Die Regionalregierung stellt den förderlichen institutionellen Rahmen bereit, stellt Ressourcen zur Verfügung und koordiniert und überblickt Anpassungsmaßnahmen der in ihre Zuständigkeit fallenden lokalen Behörden, wie zum Beispiel die Stadt València. Seit 2013 fungiert die Kommission für die Koordinierung der Klimaschutzpolitik als institutionelles Koordinierungsgremium zur Unterstützung der Politikgestaltung in der Region. Darüber hinaus wird die Valencianische Klimaschutzagentur als unabhängiger Beirat eingerichtet, der mehrere Funktionen übernehmen wird, darunter die Beratung und Überwachung von Klimaschutzmaßnahmen. Schließlich bietet die Region über die „Fazilität für politische Unterstützung“ im Rahmendes Konventsder Bürgermeister allen Gemeinden Finanzmittel und technische Hilfe an und hilft bei der Umsetzung von Anpassungsmaßnahmen. DieStadtValència hat zusammen mit ihren lokalen Klima- und Energieinstitutionen wie València Clima I Energia und Las Navesverschiedene lokale Governance-Strukturen zur Unterstützung des Klimaschutzes eingerichtet. 

Die zweite Ebene ist inspiriert von der Governance-Struktur der „València 2030 Climate Mission“, einer lokalen Initiative zur Bewältigung der Klimaherausforderungen. Diese Initiative diente als Grundlage für die Beteiligung der Stadt an den EU-Missionen. Mission Alliance umfasst das Konzept des „Quintuple Helix Framework“, das die Zusammenarbeit des Privatsektors, des öffentlichen Sektors, der Wissenschaft, der Zivilgesellschaft, der Bürger und der Medien darstellt. Die Allianz zielt darauf ab, zahlreiche transformative Initiativen zu schaffen, darunter öffentliche Politik, unternehmerische Innovationen und persönliche Maßnahmen, die systemische Auswirkungen auf die Bewältigung der Klimakrise haben.

Dieser Kooperationsraum spielt eine entscheidende Rolle bei der Erleichterung der Führung, der Förderung eines gerechten sozialen Wandels, der Neuausrichtung der regulatorischen und finanziellen Rahmenbedingungen und der effektiven Verwaltung der verfügbaren Ressourcen.
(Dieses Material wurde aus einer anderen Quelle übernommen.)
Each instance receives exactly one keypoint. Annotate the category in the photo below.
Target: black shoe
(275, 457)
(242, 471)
Es unterstützt auch schnelles Lernen, fördert Allianzen und Netzwerke, erleichtert die soziale Kommunikation, fördert die Entwicklung neuer innovativer und technologischer Fähigkeiten und fördert den Kapazitätsaufbau.
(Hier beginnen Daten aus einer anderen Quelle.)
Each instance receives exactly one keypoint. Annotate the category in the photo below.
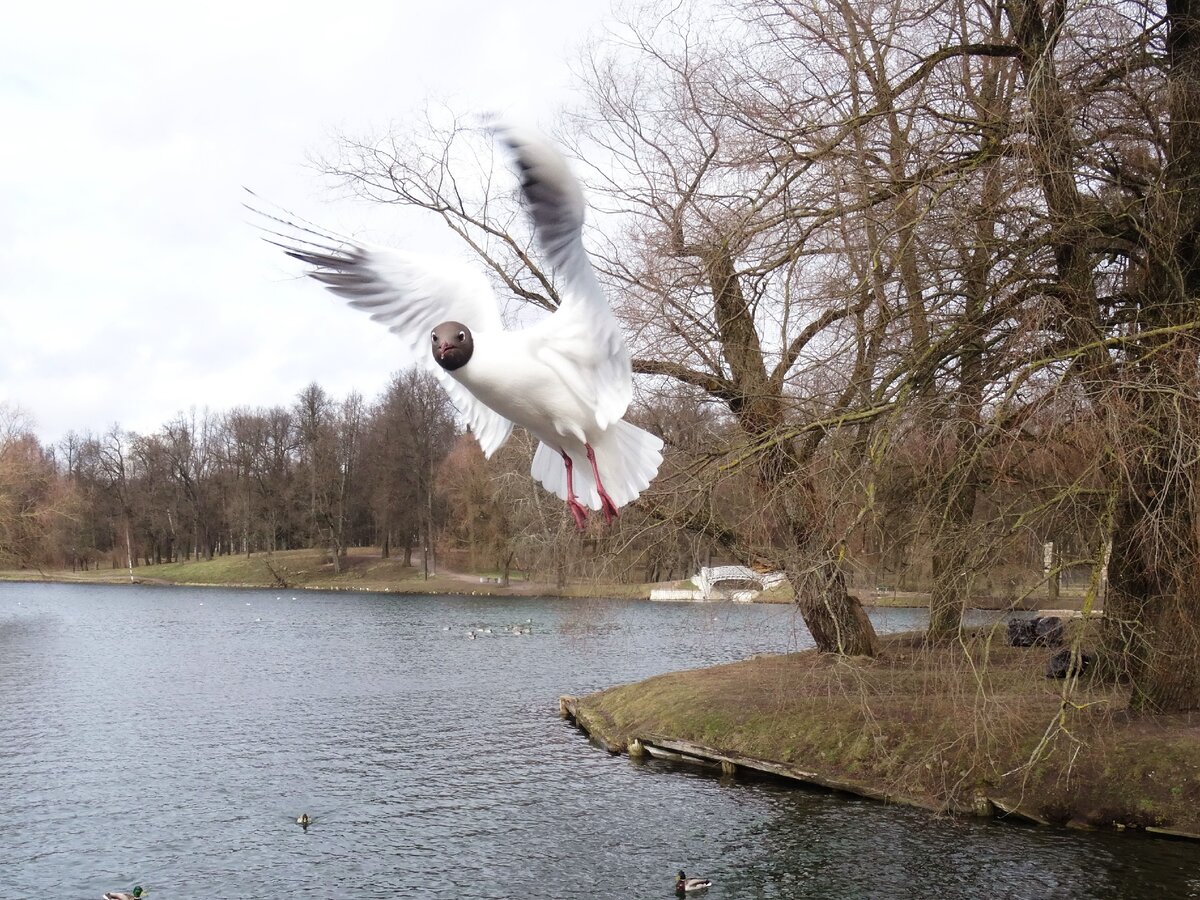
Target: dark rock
(1049, 630)
(1021, 633)
(1060, 665)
Aufbauend auf einer langen Geschichte der mehrstufigen Zusammenarbeit

Die Regionalregierung und der Stadtrat von València haben eine erfolgreiche Geschichte der Einrichtung kollaborativer Governance-Strukturen, um verschiedene Themen anzugehen, darunter die Bekämpfung des Klimawandels und der energiebezogenen Ziele. Die Einrichtung des „Kooperationsraums“ baut auf der bisherigen Koordinierung, Partnerschaften und Ad-hoc-Governance-Strukturen auf regionaler und lokaler Ebene auf. 

Dieser kollaborative Ansatz wurde effektiv in verschiedenen Initiativen eingesetzt, darunter die europäische grüne Hauptstadt 2024 und die von Horizont 2020 finanzierten Projekte ARCH (Advancing Resilience of Historic Areas against Climate-related and other Hazards) und TOMORROW (TOwards Multi-Stakeholders Transition Roadmaps With Citizens in the Center). 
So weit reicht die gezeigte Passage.